People aren't always alone in their homes, though, there may be kids and pets who aren't capable of protecting their own health or well-being(Spouses, too, but I think we can assume most adult humans can move out if conditions are damaging to them.).
Of course, the debate over just how bad second-hand smoke is isn't one that, as far as I know, has been ultimately settled yet, but even if it's only mildly damaging, consider that a child who lives with smoker parents from age zero to eighteen is exposed to that mild damage for a long time. Many creeks make a river, as we say in Denmark.

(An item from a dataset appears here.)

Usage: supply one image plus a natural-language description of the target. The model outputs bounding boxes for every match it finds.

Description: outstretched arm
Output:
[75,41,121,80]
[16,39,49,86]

I'd still say it would be fair to require that people with pets or kids not smoke inside their homes, couldn't be too hard to go out on the porch. Some pets are actually surprisingly endangered by smoke, cats for example, they get a double dose of carcinogens because first they inhale the smoke, then some of it sticks in their fur, which they lick.
Just because you're in your own home doesn't mean you're the only person you have to consider. Of course, if you ARE living entirely on your own and aren't smoking enough to contaminate the entire block, you should be free to EAT your damn cigarettes if that's what rocks your boat.
On the other hand, I can completely agree with having smoking/non-smoking sections in restaurants rather than banning smoking. Even more so for bars, pubs, clubs, etc. Just about anyone who goes there(Barring kids who get dragged along by their parents, and that should only be the restaurants. But the exposure in that case should be so short and, usually, so diluted by being in a relatively large room, that the damage would be next to nothing.) has the option of going elsewhere if the smoke is too much for them, or just going home and making their own food/listening to their own music/buying a sixpack and chugging it at home.
Smoking outside? Of course it should be permitted. No one smokes enough that it can be an issue in that case unless they intentionally blow it in other people's faces, which is a public nuisance, rather than a health hazard. And before anyone got started on tackling that, anyway, they should take care of cars, which hurt urban air quality far more. But that's a totally different issue.
Public transport? Not everyone can afford a private alternative, and in some cases it's the only efficient alternative. Smoking should definitely be banned to hell and back again there.
Still, I think people on both sides are exaggerating the issue. Smokers? It's only a damn drug. It doesn't even have the beneficial effects of caffeine, and withdrawal is mild compared to so many other addictions. Stop acting like the government is putting on their lederhosen and marching all the smokers off to work camps. Anti-smokers? A total ban is a complete overreaction, there are plenty of cases, as I pointed out, where it's people's own choice whether to be exposed or where exposure is short enough that it can't really hurt anyone.
Mind you, what would really get support from me would be if the government banned a lot of cigarette additives. Just some paper sticks with a filter and some PURE tobacco. No nicotine-enriched(Seriously, most cigarettes have more easily-absorbed nicotine added so you get a better "high" and get more addicted.) crap soaked in 4000 different additives. You cannot get me to believe that there's lead or arsenic in most tobacco plants from nature's side, or that they're necessary for people to get their nicotine high. That'd protect a lot of people, smokers and non both.